Happy New Year

After a festive hiatus, look forward to lots of activity on the blog. Coming soon – feedback from the reference groups.

Letter from Dr Andrew Smith to Dr Jon Turvill

Dear Jon

After just completing my appraisal and been advised on the importance of reflection here are a few of my  thoughts  on last week’s Primary care Summit meeting:

Please could you disseminate to the other practices and members of the Health and Social care partnership and those involved with the PCIP.

It was good to see such a good turn out from the county at the Primary Care Summit recognising that this is a pivotal point in deciding our future way of working and safe guarding GP going forward locally. A lot of us took the time off to come and have our say and hopefully suggest a way forward given the previously expressed concerns re lack of consultation in the process.
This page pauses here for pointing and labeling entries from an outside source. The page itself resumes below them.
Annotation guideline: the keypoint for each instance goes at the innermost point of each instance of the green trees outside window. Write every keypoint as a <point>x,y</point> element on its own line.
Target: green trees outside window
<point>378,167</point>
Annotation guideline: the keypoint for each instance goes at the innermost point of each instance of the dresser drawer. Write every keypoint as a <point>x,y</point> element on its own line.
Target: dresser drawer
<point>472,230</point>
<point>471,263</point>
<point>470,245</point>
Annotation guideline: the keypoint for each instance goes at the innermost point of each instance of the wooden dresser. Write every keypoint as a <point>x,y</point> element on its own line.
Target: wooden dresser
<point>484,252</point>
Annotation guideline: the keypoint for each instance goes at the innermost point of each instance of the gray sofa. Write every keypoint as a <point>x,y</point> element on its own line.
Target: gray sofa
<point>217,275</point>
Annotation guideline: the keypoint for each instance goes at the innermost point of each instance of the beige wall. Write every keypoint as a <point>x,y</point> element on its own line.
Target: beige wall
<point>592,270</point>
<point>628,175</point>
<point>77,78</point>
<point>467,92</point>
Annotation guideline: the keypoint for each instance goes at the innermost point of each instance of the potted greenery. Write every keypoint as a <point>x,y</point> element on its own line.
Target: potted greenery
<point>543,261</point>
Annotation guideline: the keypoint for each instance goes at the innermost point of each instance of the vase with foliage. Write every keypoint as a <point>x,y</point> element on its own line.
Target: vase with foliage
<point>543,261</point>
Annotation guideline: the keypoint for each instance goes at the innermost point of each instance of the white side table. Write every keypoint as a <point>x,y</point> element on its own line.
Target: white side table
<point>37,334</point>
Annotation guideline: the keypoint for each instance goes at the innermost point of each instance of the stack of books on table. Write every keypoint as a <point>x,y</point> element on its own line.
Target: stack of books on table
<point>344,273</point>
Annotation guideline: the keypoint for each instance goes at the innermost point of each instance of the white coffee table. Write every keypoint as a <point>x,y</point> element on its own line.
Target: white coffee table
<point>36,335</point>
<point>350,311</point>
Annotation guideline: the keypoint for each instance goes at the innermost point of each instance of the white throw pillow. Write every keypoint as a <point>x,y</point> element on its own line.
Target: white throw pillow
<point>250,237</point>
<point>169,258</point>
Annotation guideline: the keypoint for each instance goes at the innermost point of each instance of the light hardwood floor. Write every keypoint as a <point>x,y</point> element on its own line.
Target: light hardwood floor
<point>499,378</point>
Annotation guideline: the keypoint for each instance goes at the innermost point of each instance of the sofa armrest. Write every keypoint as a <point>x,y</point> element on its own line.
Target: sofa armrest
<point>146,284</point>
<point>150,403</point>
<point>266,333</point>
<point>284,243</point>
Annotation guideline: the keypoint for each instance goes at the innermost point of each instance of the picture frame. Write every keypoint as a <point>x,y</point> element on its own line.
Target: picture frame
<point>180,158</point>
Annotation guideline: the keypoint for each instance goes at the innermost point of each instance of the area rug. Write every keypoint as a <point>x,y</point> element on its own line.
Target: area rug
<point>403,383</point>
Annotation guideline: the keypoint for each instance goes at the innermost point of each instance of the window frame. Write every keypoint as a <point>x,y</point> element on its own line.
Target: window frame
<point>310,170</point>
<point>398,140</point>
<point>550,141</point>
It was doubly disappointing therefore to be talked at for the whole morning and round table discussions amongst ourselves were limited and rushed and time to have an open discussion with everyone in the room was nonexistent – the main reason we were all there.

The questions we asked during the meeting were often met by the answer we do not presume to know your patients or needs more than you do – this from our BMA chair, Public Health consultant and board chair – why then not take the time to ask us? Other questions especially around CWIC and NHS 24 triage were all met with everything is fine , all good and improving – there was no evidence re the impact on other services like referral rates to hospital, A&E usage, secondary work generated. Patients who accessed the service said they liked it but where is the survey of the whole practice asking if they are happy with the service from their GP practice?  A before and after study into these factors and a comparison with how other practices with different systems are performing would surely be necessary in any cost benefit analysis before expanding a service  —  or  are we just expected to “ take a leap of faith”  as we were told.

Any way you look at it the CWIC service is an additional service alongside the GP practice – it copes with on the day demand- demand not need is going to drag the NHS down – demand in infinite- just listen to any radio phone in or pick up any newspaper and you will see how every new drug treatment and therapy is demanded and access in this day and age must be immediate. GP’s are so cost effective in the NHS as we filter demand into need and provide cohesive services which support, educate and empower patients to manage their health- we are more than a gatekeeper we save the NHS millions collectively with our day to day decisions- the CWIC service will generate more patient contacts and ergo more add on work, investigations, referrals and ultimately expense- the costs are already staggering out of our global budget and I cannot see that it would be feasible , even if desirable, to roll this out county wide let alone country wide.

The talk from the Public Health point of view was compelling and the link between social deprivation and poor health was clear to see. The factors however linked to this are low income, poor housing and lack of jobs- we appreciate the influence this has on our patients lives and support the excellent Links workers and wish for more social care availability but these issues are not fixable just at a local level. In particular I do not see any evidence that  an on the day access service is going to greatly improve the health of this very needy population- how is it going to empower them to live healthier lives?  That needs continuity of care  and  a different sort of resource. The elephant in the room from that presentation, which was barely touched upon ,was the expected huge increase in the frail elderly. Some parts of the county are already experiencing the challenges of frail elderly, housebound, isolated,lonely, polypharmacy, falls risks and multiple co-morbities. This I would say is just as big a challenge going forward as deprivation only more of the factors for managing it are amenable to local measures – increasing OT and physio resources, befriending and social centre provision, supporting GP’s  in keeping these  people at home  with realistic medicine are all possible locally were as raising income and jobs and social housing are not. Same day access centres that you have to travel too are of no benefit to the frail elderly.  Will there be any budget left to support their needs , now and in the population explosion ahead?

We all have very different populations and needs – we know these and know what we need to support them. Over time and with continuity we get to know our patients  and help them make good health decisions both  in crises and with ongoing health needs. This has proven the most economic way previously – we offer good value for money and we have high satisfaction rates.  We were told again and again how well Riverside had been listened too and how time had been spent getting to understand their practice and needs and how the CWIC service was a bespoke solution to their problem and obviously they feel if has fixed their specific problem. I hope that the board take the same approach to the rest of the practices in the county- come and take the time to understand us and see what is good in what we are doing already  and how we can be supported . We were told to “get behind the new GP contract as it is the only game in town”– please don’t let CWIC and NHS 24 triage be the only game in town for us and let it hoover up the budget or I fear the death knell.